Он устал, дышал тяжело, как будто прошел большой путь. Я думал, он долго будет отдыхать, но он снова заговорил:
- Если откровенно, коллега, то я буду очень рад этим деньгам. Суд примет решение, а в районе мне выпишут положенную сумму. Полагаю, заплатят и за моральный урон. А я на эти денежки найму плотников, и те по моим чертежам возведут родную усадьбу, мое гнездышко ненаглядное... Вот видите, какой я хитрец.
Он опять заволновался и даже встал со стула. Шея выглядывала опять длинная-длинная, как у жирафа. Вдобавок суконный костюм кричаще подчеркивал его худобу. Казалось, что под ним нет ничего, даже костей. И вдруг я начал догадываться, почему он заговаривал со мной о Шушенском: там же есть подлинный уголок старой деревни. И я спросил напрямик:
- Вы про Шушенское говорили, а сами-то там бывали?
- А как же! Я и мавзолей своим присутствием осчастливил. Благодарил дорогого вождя за свою чудесную молодость в пермских снегах. Правда, в моих несчастьях он не виноват. Когда нас свалили в пермских краях - он уже сам лежал в стеклянной домовине. А в Шушенском я был проездом. У меня в тех краях родня. А обратно по пути заехал и в само село. И никогда не жалею. Там я и насмотрелся на заповедник сибирской деревни. Наверно, из того уж нет ничего. Может, и на дрова разобрали, пожгли. У нас ведь как: если начнем что-то ломать, то уж подошвы у ботинок сдерем, всю страну под собой вытопчем, а то выжгем дотла... - Он опять опустился на стул. Голос его стал тихий, чуть слышный. - Восстановлю дом, порадуюсь на постройки, а потом открою настежь ворота. Пусть люди заходят, смотрят и перенимают опыт. Может, им тоже захочется такой же жизни, да. А сейчас в России жизни нет, потому что мы угробили крестьянина. Был колхозник, но его обидели, согнали с земли, и он умер, испустил дух. Осталось пустое место, яма, провал. И все мы падаем в эту яму, тысячи людей туда валятся, миллионы...

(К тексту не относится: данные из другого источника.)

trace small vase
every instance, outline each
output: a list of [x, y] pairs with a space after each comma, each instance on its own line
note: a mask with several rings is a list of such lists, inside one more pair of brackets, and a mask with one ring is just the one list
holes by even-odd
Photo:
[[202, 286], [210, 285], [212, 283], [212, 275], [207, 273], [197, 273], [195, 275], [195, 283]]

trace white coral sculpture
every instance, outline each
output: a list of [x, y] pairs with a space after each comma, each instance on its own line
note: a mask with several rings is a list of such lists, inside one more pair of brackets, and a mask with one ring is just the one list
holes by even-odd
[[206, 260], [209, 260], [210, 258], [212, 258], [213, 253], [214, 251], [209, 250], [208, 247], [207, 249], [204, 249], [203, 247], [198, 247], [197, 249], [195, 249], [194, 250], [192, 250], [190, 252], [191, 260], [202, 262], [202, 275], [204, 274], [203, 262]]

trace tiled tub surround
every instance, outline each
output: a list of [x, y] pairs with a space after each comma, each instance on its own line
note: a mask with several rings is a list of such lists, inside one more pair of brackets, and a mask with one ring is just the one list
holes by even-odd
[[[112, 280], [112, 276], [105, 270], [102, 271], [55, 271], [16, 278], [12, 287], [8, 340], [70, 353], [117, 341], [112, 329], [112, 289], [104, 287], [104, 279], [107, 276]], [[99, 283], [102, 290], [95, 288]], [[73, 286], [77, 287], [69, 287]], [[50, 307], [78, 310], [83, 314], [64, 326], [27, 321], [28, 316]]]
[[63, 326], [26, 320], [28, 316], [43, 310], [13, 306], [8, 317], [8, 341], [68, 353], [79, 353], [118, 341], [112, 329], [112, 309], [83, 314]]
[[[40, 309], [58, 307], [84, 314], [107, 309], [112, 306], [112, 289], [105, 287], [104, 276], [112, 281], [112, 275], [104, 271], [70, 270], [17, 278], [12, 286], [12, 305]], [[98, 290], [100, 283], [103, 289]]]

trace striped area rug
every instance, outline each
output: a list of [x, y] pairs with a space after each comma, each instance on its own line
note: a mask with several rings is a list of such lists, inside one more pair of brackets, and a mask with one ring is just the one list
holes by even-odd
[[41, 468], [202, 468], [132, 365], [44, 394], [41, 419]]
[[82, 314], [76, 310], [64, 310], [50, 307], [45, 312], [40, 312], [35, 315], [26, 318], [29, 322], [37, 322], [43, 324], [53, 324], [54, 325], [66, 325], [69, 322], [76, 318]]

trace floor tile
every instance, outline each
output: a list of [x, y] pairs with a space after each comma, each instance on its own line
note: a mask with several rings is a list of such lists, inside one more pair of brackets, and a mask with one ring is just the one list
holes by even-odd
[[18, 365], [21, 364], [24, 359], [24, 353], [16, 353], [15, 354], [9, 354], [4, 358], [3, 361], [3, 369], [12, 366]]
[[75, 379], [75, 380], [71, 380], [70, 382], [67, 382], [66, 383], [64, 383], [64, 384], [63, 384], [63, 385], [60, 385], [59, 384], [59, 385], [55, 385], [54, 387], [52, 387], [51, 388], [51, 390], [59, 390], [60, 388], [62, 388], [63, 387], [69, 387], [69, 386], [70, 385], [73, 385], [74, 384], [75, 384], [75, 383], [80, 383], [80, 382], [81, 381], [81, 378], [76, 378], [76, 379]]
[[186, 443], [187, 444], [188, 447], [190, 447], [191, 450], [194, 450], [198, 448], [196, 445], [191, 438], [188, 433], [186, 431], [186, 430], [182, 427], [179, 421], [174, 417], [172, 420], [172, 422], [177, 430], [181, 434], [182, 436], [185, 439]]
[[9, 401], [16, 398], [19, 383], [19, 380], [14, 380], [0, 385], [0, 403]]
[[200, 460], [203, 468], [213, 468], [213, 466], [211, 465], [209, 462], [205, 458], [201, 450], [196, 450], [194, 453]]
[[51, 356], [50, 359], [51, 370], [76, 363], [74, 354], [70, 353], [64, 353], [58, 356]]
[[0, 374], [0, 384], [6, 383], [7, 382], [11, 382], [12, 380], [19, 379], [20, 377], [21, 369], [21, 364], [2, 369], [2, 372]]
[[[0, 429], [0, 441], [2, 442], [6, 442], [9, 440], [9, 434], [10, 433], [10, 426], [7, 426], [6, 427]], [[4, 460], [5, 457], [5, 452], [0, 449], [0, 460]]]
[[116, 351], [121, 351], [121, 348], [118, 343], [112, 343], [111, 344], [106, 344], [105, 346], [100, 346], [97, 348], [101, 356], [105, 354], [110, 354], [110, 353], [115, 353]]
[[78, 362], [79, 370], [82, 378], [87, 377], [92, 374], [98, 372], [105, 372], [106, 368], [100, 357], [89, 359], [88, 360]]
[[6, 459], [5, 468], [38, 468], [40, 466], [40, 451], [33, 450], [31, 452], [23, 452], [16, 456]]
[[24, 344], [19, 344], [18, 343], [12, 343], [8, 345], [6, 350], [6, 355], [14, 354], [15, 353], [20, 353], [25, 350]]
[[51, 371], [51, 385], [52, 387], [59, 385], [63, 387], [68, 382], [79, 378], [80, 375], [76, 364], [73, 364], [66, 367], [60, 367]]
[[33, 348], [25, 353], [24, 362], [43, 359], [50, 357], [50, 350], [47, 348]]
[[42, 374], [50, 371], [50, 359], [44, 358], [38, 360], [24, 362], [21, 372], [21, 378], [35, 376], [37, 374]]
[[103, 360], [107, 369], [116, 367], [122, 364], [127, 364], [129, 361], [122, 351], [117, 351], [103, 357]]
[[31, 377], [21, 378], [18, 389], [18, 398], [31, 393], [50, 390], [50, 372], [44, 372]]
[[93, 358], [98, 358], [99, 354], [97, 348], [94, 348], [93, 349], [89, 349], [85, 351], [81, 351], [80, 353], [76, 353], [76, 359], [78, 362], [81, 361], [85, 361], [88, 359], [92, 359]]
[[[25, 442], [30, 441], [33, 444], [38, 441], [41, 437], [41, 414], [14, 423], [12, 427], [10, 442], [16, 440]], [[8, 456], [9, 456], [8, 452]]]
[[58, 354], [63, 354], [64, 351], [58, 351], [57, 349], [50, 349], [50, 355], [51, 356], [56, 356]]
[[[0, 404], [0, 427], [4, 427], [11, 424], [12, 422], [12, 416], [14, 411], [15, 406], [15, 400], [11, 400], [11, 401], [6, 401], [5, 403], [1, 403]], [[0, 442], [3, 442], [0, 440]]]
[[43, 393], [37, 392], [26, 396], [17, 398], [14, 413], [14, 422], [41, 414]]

Он тяжело вздохнул и замолчал. Я воспользовался паузой и проскользнул на кухню, наскоро приготовил чай и вернулся обратно. Чай я вынес на подносе в двух фарфоровых чашечках.
- Мы не баре, - усмехнулся на это Николай Поликарпович, - и не надо нам подносить...

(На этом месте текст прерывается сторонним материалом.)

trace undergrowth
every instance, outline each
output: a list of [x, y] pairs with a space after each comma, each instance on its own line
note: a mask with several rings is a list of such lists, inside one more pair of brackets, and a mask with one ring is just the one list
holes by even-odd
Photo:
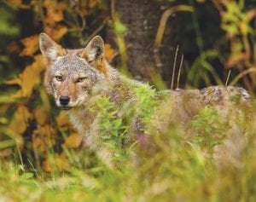
[[[145, 124], [157, 108], [157, 93], [150, 87], [136, 90], [138, 114]], [[150, 99], [148, 99], [148, 98]], [[128, 128], [117, 118], [107, 97], [101, 104], [100, 137], [118, 153], [119, 160], [108, 167], [93, 151], [63, 147], [67, 159], [60, 170], [57, 154], [49, 151], [51, 169], [28, 161], [14, 151], [0, 164], [2, 201], [254, 201], [256, 199], [256, 149], [245, 147], [239, 166], [219, 167], [213, 149], [222, 144], [225, 129], [218, 113], [204, 108], [191, 122], [195, 136], [172, 127], [165, 134], [149, 134], [151, 144], [134, 142], [122, 148]], [[131, 108], [131, 110], [132, 110]], [[196, 133], [198, 131], [198, 133]], [[254, 134], [252, 136], [253, 136]], [[150, 131], [149, 131], [150, 133]], [[217, 134], [218, 136], [211, 136]], [[189, 137], [188, 137], [189, 136]], [[245, 138], [245, 137], [241, 137]], [[251, 139], [252, 140], [252, 139]], [[247, 143], [252, 146], [251, 141]], [[237, 147], [238, 149], [238, 147]], [[126, 152], [122, 152], [126, 151]], [[127, 152], [129, 150], [129, 152]], [[225, 160], [229, 161], [229, 156]], [[13, 159], [15, 159], [15, 161]], [[21, 160], [22, 159], [22, 160]], [[120, 161], [120, 159], [122, 159]], [[249, 159], [249, 160], [248, 160]], [[44, 169], [45, 170], [45, 169]]]

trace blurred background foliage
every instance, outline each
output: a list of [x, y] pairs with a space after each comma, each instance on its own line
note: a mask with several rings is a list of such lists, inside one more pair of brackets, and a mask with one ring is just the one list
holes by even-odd
[[[44, 89], [42, 32], [69, 49], [101, 35], [110, 64], [158, 89], [231, 84], [253, 95], [255, 0], [3, 0], [0, 13], [0, 158], [18, 164], [52, 172], [79, 162], [70, 153], [79, 150], [82, 137]], [[205, 159], [192, 150], [200, 172]]]

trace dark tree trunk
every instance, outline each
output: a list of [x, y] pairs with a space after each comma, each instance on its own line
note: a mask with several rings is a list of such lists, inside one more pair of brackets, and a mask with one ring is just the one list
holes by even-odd
[[[164, 11], [173, 3], [156, 0], [115, 1], [115, 11], [119, 14], [122, 23], [127, 28], [125, 43], [127, 47], [127, 66], [132, 75], [146, 80], [149, 78], [149, 70], [156, 68], [154, 58], [154, 44], [160, 20]], [[161, 72], [164, 81], [170, 87], [175, 49], [177, 44], [177, 16], [168, 20], [160, 47], [162, 63]]]

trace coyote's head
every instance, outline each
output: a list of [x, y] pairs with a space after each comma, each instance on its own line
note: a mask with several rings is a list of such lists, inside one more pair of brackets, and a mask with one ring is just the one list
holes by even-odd
[[84, 103], [106, 71], [102, 38], [93, 38], [84, 49], [64, 49], [41, 33], [39, 45], [47, 62], [44, 85], [56, 105], [68, 109]]

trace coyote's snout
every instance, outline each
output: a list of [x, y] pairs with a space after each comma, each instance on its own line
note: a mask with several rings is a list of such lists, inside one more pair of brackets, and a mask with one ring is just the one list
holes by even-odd
[[[40, 49], [48, 68], [44, 84], [57, 107], [67, 109], [86, 102], [102, 72], [104, 43], [95, 37], [84, 49], [64, 49], [46, 34], [40, 35]], [[98, 75], [96, 75], [98, 74]]]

Но чаю он обрадовался и опустошил чашку в три глотка. Я принес еще, и у него поднялось настроение: щеки сразу ожили, повлажнели и оживились глаза. Очень забавно вел себя и котенок. Он следил за каждым движением хозяина. Особенно за тем, как тот поднимал и опускал чашку. Возможно, котенка заинтересовал солнечный зайчик, который дрожал и переливался на фарфоре. Все это заметил мой гость и погладил котенка:
- Правда ведь, какой умник? А может, чайку захотел наш котя Потя? Как вы думаете, захотел?..

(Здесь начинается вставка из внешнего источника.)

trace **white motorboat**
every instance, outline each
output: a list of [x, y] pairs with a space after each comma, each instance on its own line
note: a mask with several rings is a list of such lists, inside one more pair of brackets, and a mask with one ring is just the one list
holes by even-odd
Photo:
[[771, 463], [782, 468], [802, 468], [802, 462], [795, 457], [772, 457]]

Я не ответил, и он сказал чуть слышно:
- Моя Оленька тоже эту травку любила. Чай она так называла - травкой. Необычно, да?
- Необычно, - согласился я и хотел погладить котенка, но он зашипел и оскалил зубы.
Мой гость рассмеялся:
- Ох и бойко место этот Рыжик. Думаю, вы догадались, что это единственное существо, которое связывает меня с миром. Я же совершенно одинок, как человек на луне. И Оленька уже не подойдет, не утешит. Вот видите, как бывает: и жену потерял, и разум. Но я сам виноват, меня Господь наказал.
- Почему? - удивился я.
- А потому, что я сам гроб с Олюшкой нес, а не положено мужу нести, да. Мужья жен не носят, как и сыновья матерей. Не положено это.
- Я не знал.
- Будете знать. - Он поставил чашку на стол и тяжело вздохнул. Правда, Олюшка для меня вечно живая. Никогда не поверю, что она умерла, никогда... Вот так, господин учитель. - Он опять перешел на официальный тон. - Именно так, а не иначе. Остригли девке волосы, а она все косу плетет. С этим, наверно, и помирать... Кстати, на чердаке нашего дома лежала добрая домовина: отец мой позаботился о себе - поставил гроб на подызбицу и засыпал его хлебом - сухим зерном. Так наши старики делали и отец делал. А вы, значит, про домовину запомните.
- Зачем?
- Затем, миленький, что вы же теперь мой порученец, сообщник, так сказать. И в суд за меня пойдете и охлопочете мое дело. Не сомневаюсь, что мне все возместят и построят. И даже домовину ту не забудут... А чтобы вам легче было, возьмите мою тетрадку. - Он расстегнул пиджак и осторожно вынул из внутреннего кармана тетрадку. - Здесь полная опись моего погубленного имущества. Здесь же проставлены примерные цены в сегодняшних рублях. Забор, к примеру, пятьсот тысяч, завозня - два миллиона... Тут же приложен и подробный план всей усадьбы. Проставлена и общая сумма убытков. Понятно? Думаю, что вы пригласите юристов-оценщиков и двух бесплатных адвокатов.
- Бесплатных?
- А как же! Суд учтет, что я бывший хозяин, крестьянин. А таких надо любить, как космонавтов. Вот так, миленький, уяснил? Я же большой хитрец, ха-ха...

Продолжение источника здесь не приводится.